In the present study, adiponectin levels were also elevated compared with the reference values at study entry and increased toward death. This is in accordance with results obtained from a case–control study in patients with pancreatic cancer [38]. Adiponectin participates in body weight regulation with increasing levels as a response to weight loss [39]. Thus, elevated levels of adiponectin in pancreatic cancer may therefore be a response to the weight loss in the patients.

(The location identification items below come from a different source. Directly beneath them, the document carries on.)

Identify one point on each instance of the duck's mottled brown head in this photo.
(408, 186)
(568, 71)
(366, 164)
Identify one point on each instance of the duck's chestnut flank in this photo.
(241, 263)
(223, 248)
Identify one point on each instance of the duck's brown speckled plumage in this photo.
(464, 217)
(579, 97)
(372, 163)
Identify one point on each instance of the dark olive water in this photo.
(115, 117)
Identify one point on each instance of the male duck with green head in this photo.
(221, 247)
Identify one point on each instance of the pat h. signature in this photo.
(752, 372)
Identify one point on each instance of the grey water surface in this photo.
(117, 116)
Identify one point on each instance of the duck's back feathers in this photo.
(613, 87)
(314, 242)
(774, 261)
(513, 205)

Leptin plays an important role in the regulation of energy metabolism, and since the energy intake was low compared to daily needs one could expect elevated leptin levels as previously found in pulmonary cachexia [40]. We did not find this which is in accordance with results from other studies in advanced cancer [38, 39]. Plasma leptin levels are proportional to fat mass [41] and normally decrease when fat mass declines. In our study, this is reflected by a positive correlation between leptin and fat mass in our study (data not shown). Studies have also shown that leptin levels decrease with age in females [42]. Adiponectin levels normally increase with age in both genders [42]. Our patients had a median age of 67.5 years, while the reference subjects were about 17 years younger; thus, age may, at least in part, explain both the leptin and adipokines levels in the pancreatic patients.

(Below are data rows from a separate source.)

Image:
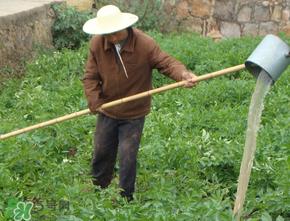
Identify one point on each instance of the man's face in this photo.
(116, 37)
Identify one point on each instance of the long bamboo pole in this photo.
(123, 100)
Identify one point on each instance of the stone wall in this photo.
(228, 18)
(81, 4)
(20, 33)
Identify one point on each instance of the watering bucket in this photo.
(271, 55)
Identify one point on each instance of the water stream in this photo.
(254, 117)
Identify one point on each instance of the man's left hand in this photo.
(190, 78)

Studies of IGF-1 levels in cancer cachexia are limited. Animal studies have shown that IGF-1 may be downregulated in models of cachexia [43]. A previous clinical study that defined cachexia by unintentional weight loss >5 % the previous 6 months, reported decreased levels of IGF-1 in cachectic patients compared with weight-stable patients and healthy controls [27]. IGF-1 reportedly predicts lean tissue mass in cancer [44]. In line with these studies, we found a decrease during the course of disease, possibly reflecting weight loss and/or loss of fat free mass. We also found lower IGF-1 levels in the pancreatic cancer patients than in the reference group, however not significantly. This may be explained with weight loss, but also the fact that IGF-1 levels can be influenced by the difference in age between the two groups. Age-related decline in the serum levels has been documented in earlier studies [45, 46].

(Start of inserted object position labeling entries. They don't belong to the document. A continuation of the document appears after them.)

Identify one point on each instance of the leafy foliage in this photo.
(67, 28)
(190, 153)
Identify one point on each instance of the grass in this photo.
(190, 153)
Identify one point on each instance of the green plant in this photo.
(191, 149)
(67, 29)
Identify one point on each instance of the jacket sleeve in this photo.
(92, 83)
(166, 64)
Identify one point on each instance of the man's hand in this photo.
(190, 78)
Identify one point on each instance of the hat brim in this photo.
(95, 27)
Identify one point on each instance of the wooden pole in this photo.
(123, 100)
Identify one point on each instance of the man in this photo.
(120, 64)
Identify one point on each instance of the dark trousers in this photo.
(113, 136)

The exact mechanisms of weight loss in cachexia are not fully understood, but both loss of appetite and hypermetabolism may play a role in wasting [9]. In this study, much of the weight loss could be explained by a low energy intake. A median intake of 26.2 kcal/kg at study entry is considered low and insufficient to maintain body weight [47]. An additional decrease in the energy intake and weight loss was seen during the disease course.

The main limitations of our study were the small sample size and the high attrition due to the disease severity and short survival in pancreatic cancer. However, the median survival (45.5 weeks) was in line with expected survival in pancreatic cancer [48]. This means that some patients can be followed for a relatively long period, with adequate nutritional interventions and symptomatic treatment to improve functional status and quality of life [49].

In conclusion, we found that patients with advanced pancreatic cancer had increased, albeit insignificant, levels of most inflammatory biomarkers, both at study entry and close to death, indicating ongoing inflammation. Moreover, patients classified as cachectic by the 2011 consensus-based classification system did not have higher levels of inflammatory biomarkers than non-cachectic patients. When mGPS was used to identify and classify cachexia, the cachectic patients had higher levels of IL-6 and slightly lower survival than the non-cachectic patients, which is in line with the definition of cancer cachexia. The mGPS should be considered as an additional framework for identification of cancer cachexia to be validated in future longitudinal studies.